Multilevel detection of damage and repair in healable polymer-matrix composites

G. Lacidogna, B. Chiaia, G. Piana, E. Silva Cezar, F. Vecchio

Politecnico di Torino, Italy

We present some results obtained in the ongoing research project entitled “IN MOOSHEAC - INnovative damage MOnitoring Of Self-HEAling Composites by acoustic emission in civil and aerospace applications”. The research program aims at utilizing Nondestructive Evaluation (NDE) techniques for monitoring the healing process of healable composites and to investigate their structural properties post healing. In this campaign, samples of composite thin rectangular strips were designed and manufactured on purpose, and then tested in the lab under tension. The samples were supplied by a company that has developed a new type of resin - HealTech™ - giving composite materials the ability to heal micro cracks and delamination in about one minute after a localized heat supply. Acoustic Emission (AE) technique was used to detect damage, while Digital Image Correlation (DIC) was adopted to measure surface deformation. Data from both techniques were employed to assess material repair.



11:10am - 11:40am

Monitoring of crack propagation in fiber reinforced concretes: comparison of non-destructive techniques

T. Bouillard1,2, A. Turatsinze1, J.-P. Balayssac1, A. Toumi1, O. Helson2

1Laboratoire Matériaux et Durabilité des Constructions de Toulouse (LMDC), Université de Toulouse INSA/UPS Génie-Civil, France; 2Agence nationale pour la gestion des déchets Radioactifs (ANDRA), France

This study was carried out for the French National Radioactive Waste Management Agency (Andra) as part of the Cigéo project, a deep geological disposal facility for radioactive waste. Cigéo consists of a network of concrete galleries where the radioactive wastes will be disposed. After the construction and operation phase, the galleries will be sealed, and no further human intervention will be possible. Therefore, to monitor the health of the galleries remotely, structural health monitoring (SHM) techniques are required. The study focused on using three different monitoring techniques, namely acoustic emission (AE), strain measurements using optical fibers, and electrical measurements with embedded sensors to test the self-sensing ability of the concrete. The objective was to cross-reference data from these various techniques to propose methods for detecting cracks in concrete elements. The obtained results were compared with those from digital image correlation (DIC). These tests were carried out on structural elements, i.e. beams subjected to 4-point bending test. With the dual aim of improving the relevance of these monitoring techniques and better controlling crack propagation, fibers were incorporated into the concrete mixes. Two types of fibers were used: amorphous metallic fibers (AMF) and carbon fibers (CF). The results showed that CF primarily enhanced crack detection through electrical measurements without significant influence on mechanical performance.
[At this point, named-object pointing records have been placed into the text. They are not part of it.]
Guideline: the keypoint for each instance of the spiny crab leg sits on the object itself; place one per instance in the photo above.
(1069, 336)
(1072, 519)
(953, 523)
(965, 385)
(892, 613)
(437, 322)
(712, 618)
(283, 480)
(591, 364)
However, AMF demonstrated their ability to restrain crack propagation and improved the relevance of electrical and AE measurements to monitor crack initiation and propagation.



11:40am - 12:00pm

CANCELLED - Role of aggregate packing in enhancing concrete fracture response: insights from in-situ high-speed imaging

N. Kanel, B. Baten, N. Garg

University of Illinois Urbana Champaign, United States of America

Much of the existing literature has focused on improving concrete's fracture response by focusing on binder composition. However, the critical role of aggregates and their packing efficiency on fracture response has not been studied in detail. Here, we investigate the impact of packing enhancement on fracture behavior by designing 4 unique concrete mixes with customized aggregate skeletons, utilizing a continuous packing model. Fracture assessment using the two-parameter fracture model (TPFM) and high-speed cross-sectional Digital Image Correlation (DIC) was employed to acutely capture strain distribution and crack propagation from 95% of the pre-peak to the peak load. We find that improving coarse aggregate packing efficiency from 88% to 93%, while maintaining constant binder content, increased fracture energy (Gf) by 35.29% and 39.48% for 3 and 7 days respectively. Likewise, for 3 and 7 days the critical stress intensity factor (K1C) increased by 46.08% and 51.66% respectively with the increase in packing efficiency. In summary, the results obtained quantify the impact of aggregate packing on concrete’s fracture response.



12:00pm - 12:20pm

Advanced microstructural analysis of cement-based materials: integrating x-ray computed tomography and deep learning for enhanced crack growth understanding

C. Kuang, N. Bin Jamal M, A. Michel

Technical University of Denmark, Denmark

Understanding the mechanism of crack growth in cement-based materials under mechanical loading involves complex interactions between microstructural components, including aggregates, voids, and cement paste. This paper presents a unique approach that combines X-ray computed tomography (XCT) with deep learning to segment these components precisely. By leveraging XCT's high-resolution 3D imaging capabilities and the robustness of deep learning algorithms, our method provides a detailed characterization of the microstructure of cement-based materials. This detailed structural information is crucial for understanding crack initiation and propagation processes, ultimately contributing to developing more durable and sustainable concrete. Our results highlight the significant potential of deep learning in enhancing our understanding of damage and failure mechanisms in cement-based materials, providing valuable insights that can lead to improved material performance and longevity.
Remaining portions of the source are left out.